Grok's take-rate compression risk is real, but underestimates EVER's defensibility: they own the agent distribution layer, not just traffic. Progressive's DTC tool doesn't displace EVER's B2B model—agents still route through EVER for quote aggregation. The $1B target doesn't require 30% CAGR if home (33% growth, lower penetration) scales; auto alone hitting 20%+ with margin expansion gets you there. M&A isn't mandatory—just unlikely given current cash generation.

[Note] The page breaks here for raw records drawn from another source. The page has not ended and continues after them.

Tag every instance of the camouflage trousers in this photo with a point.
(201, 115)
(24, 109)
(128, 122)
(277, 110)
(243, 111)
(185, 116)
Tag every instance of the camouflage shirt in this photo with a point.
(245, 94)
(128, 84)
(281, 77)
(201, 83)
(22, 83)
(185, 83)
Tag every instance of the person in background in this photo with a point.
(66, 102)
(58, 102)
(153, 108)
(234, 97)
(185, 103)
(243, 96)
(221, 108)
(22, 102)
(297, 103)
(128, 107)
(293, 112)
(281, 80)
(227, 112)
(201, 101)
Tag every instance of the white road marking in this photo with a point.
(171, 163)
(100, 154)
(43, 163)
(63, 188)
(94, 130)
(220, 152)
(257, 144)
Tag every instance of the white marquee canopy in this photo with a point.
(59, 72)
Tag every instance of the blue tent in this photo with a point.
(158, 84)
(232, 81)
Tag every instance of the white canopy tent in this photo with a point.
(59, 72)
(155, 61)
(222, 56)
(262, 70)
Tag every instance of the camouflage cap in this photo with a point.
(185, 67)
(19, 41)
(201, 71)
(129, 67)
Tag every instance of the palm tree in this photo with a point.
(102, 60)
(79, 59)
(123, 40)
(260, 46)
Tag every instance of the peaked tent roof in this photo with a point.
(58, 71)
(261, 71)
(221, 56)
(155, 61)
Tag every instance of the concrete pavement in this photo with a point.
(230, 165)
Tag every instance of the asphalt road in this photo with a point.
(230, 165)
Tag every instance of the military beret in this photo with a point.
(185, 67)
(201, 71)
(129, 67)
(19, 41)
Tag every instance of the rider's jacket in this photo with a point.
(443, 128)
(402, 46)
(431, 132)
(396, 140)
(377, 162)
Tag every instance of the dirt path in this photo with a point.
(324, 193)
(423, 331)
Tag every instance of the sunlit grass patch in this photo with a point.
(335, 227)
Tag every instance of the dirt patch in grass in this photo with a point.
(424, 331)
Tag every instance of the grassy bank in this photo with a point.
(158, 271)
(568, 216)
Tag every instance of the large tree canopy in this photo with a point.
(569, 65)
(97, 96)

"EVER's moat in agent distribution and growing home vertical provide optionality to reach $1B in revenue even with take-rate pressure."
Responding to Grok: Take-rate compression is a valid risk, but you're underestimating EVER's moat in the agent-distribution layer and the stickiness of its platform for carriers who want scalable marketing. A 1B revenue path could be driven by a growing home business and higher AI-led efficiency, not just auto growth. The near-term concern is Q2 guidance and carrier spend volatility; long-run optionality remains if macro turns favorable.
EverQuote's strong Q1 results, driven by AI initiatives, position it for growth, but reliance on a few carriers and potential take-rate compression pose risks.
Structural expansion of carrier marketing budgets due to regulatory tailwinds.
Reliance on a few large carriers for budget spikes introduces volatility and concentration risk.